[Twisted-Python] Advice on doing thousands of simultaneous UDP queries with Twisted...
I've written a UDP-based protocol adaptor (TwistedSNMP) where one of the key requirements is the ability to scan thousands of SNMP Agents "simultaneously" (i.e. the requests should be asynchronously sent and retired as the Agents respond). http://members.rogers.com/mcfletch/programming/index.htm#TwistedSNMP Writing a simple asynchronous loop myself (poll on a simple socket, send message from queue when writable, read one into other queue when readable) allowed for doing a few thousand queries simultaneously), with only a few dozen dropped messages. However, with the Twisted equivalent (UDPTransport with my simple protocol object), I was seeing huge drop rates, so, gathering that Twisted isn't queueing up the UDP requests, I wrote a (byzantine) query-throttling mechanism with Twisted defers. Problem is, it's a byzantine, fragile (and *slow*) solution to what would *seem* to be one of the most common requirements in networked development. Worse yet, because I am seeing such high drop rates I wind up having to batch in very small groups, serially (instead of parallel-ly), so the primary purpose of the system (fast querying of thousands of agents) is lost. (Instead of taking 1 or 2 minutes to query 800 or so Agents it will take on the order of 10 minutes.) So, the question: is there a simple way to turn on buffered mode in UDP transports so that they can deal with queueing up a few thousand messages to send, sending them, then having a few thousand computers send a reply (within a few seconds of one another)? Is Twisted just not Queue-reliant via use of some mechanism I haven't discovered yet? Even if I do find a decent queueing mechanism, I'm still left with the problem that timeouts and the like are going to wind up being measured from queueing-time, rather than sending time... not an issue if everything gets sent in a half-second or so, but a real problem if it takes 8 or 9 seconds just to send the original messages out. Looking at the udp.Port class, I'm not seeing anything providing a queue, seems as though there's a non-blocking write or read, but nothing to handle overflows of sends or receives AFAICT, though it looks as though a protocol could do some queueing on incoming in its datagramReceived... just not sure how that would work.
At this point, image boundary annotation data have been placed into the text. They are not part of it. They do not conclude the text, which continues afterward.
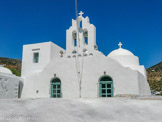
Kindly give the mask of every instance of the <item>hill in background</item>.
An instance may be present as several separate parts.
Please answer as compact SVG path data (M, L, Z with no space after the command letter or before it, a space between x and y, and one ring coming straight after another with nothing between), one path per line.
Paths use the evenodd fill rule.
M13 74L21 76L21 60L0 58L0 64L9 68ZM147 77L151 90L162 93L162 62L148 68Z

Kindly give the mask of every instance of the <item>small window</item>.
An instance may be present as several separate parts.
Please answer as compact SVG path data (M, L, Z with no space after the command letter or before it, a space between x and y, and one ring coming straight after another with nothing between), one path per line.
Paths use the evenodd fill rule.
M39 53L34 53L33 55L33 62L38 63L39 62Z

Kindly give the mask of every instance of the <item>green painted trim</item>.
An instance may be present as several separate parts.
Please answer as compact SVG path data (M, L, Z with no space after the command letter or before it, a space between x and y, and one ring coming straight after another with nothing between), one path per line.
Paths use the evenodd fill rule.
M59 82L52 82L53 80L59 80ZM60 87L58 88L58 86L60 85ZM55 88L53 88L55 86ZM51 98L61 98L62 97L62 90L61 90L61 80L59 78L53 78L51 79L51 82L50 82L50 87L51 87L51 93L50 93L50 97ZM57 91L60 90L59 93L57 93ZM55 91L55 93L54 93ZM55 95L55 97L54 97Z
M101 79L104 78L104 77L109 77L110 79L112 79L112 78L111 78L110 76L108 76L108 75L104 75L104 76L102 76L102 77L99 78L99 97L103 97L103 95L104 95L105 97L108 97L108 95L110 95L111 97L113 97L113 96L114 96L114 91L113 91L113 80L112 80L112 81L101 81ZM102 88L102 84L105 84L105 87L104 87L104 88ZM110 84L111 87L108 88L108 87L107 87L107 84ZM104 90L105 92L102 93L102 90ZM111 93L109 93L107 90L111 90Z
Thoughts appreciated, Mike _______________________________________ Mike C. Fletcher Designer, VR Plumber, Coder http://members.rogers.com/mcfletch/
Have a look at htb.py, you should be able to rate limit the udp throughput rather easily. For me doing web stuff it was (in its entirety) like this: def RateBucket(parent=None): bucket = htb.Bucket(parent) bucket.rate = 4000 bucket.maxburst = 12000 return bucket bucketFilter = htb.FilterByHost() bucketFilter.bucketFactory = RateBucket application = service.Application("simple") site_factory = server.Site( Directory() ) internet.TCPServer( SERVER_PORT, site_factory ).setServiceParent(application) site_factory.protocol = htb.ShapedProtocolFactory( site_factory.protocol, bucketFilter ) Hope that helps. Stephen Thorne On Mon, 2004-02-09 at 20:51, Mike C. Fletcher wrote:
I've written a UDP-based protocol adaptor (TwistedSNMP) where one of the key requirements is the ability to scan thousands of SNMP Agents "simultaneously" (i.e. the requests should be asynchronously sent and retired as the Agents respond).
http://members.rogers.com/mcfletch/programming/index.htm#TwistedSNMP
Writing a simple asynchronous loop myself (poll on a simple socket, send message from queue when writable, read one into other queue when readable) allowed for doing a few thousand queries simultaneously), with only a few dozen dropped messages. However, with the Twisted equivalent (UDPTransport with my simple protocol object), I was seeing huge drop rates, so, gathering that Twisted isn't queueing up the UDP requests, I wrote a (byzantine) query-throttling mechanism with Twisted defers.
Problem is, it's a byzantine, fragile (and *slow*) solution to what would *seem* to be one of the most common requirements in networked development. Worse yet, because I am seeing such high drop rates I wind up having to batch in very small groups, serially (instead of parallel-ly), so the primary purpose of the system (fast querying of thousands of agents) is lost. (Instead of taking 1 or 2 minutes to query 800 or so Agents it will take on the order of 10 minutes.)
So, the question: is there a simple way to turn on buffered mode in UDP transports so that they can deal with queueing up a few thousand messages to send, sending them, then having a few thousand computers send a reply (within a few seconds of one another)? Is Twisted just not Queue-reliant via use of some mechanism I haven't discovered yet? Even if I do find a decent queueing mechanism, I'm still left with the problem that timeouts and the like are going to wind up being measured from queueing-time, rather than sending time... not an issue if everything gets sent in a half-second or so, but a real problem if it takes 8 or 9 seconds just to send the original messages out.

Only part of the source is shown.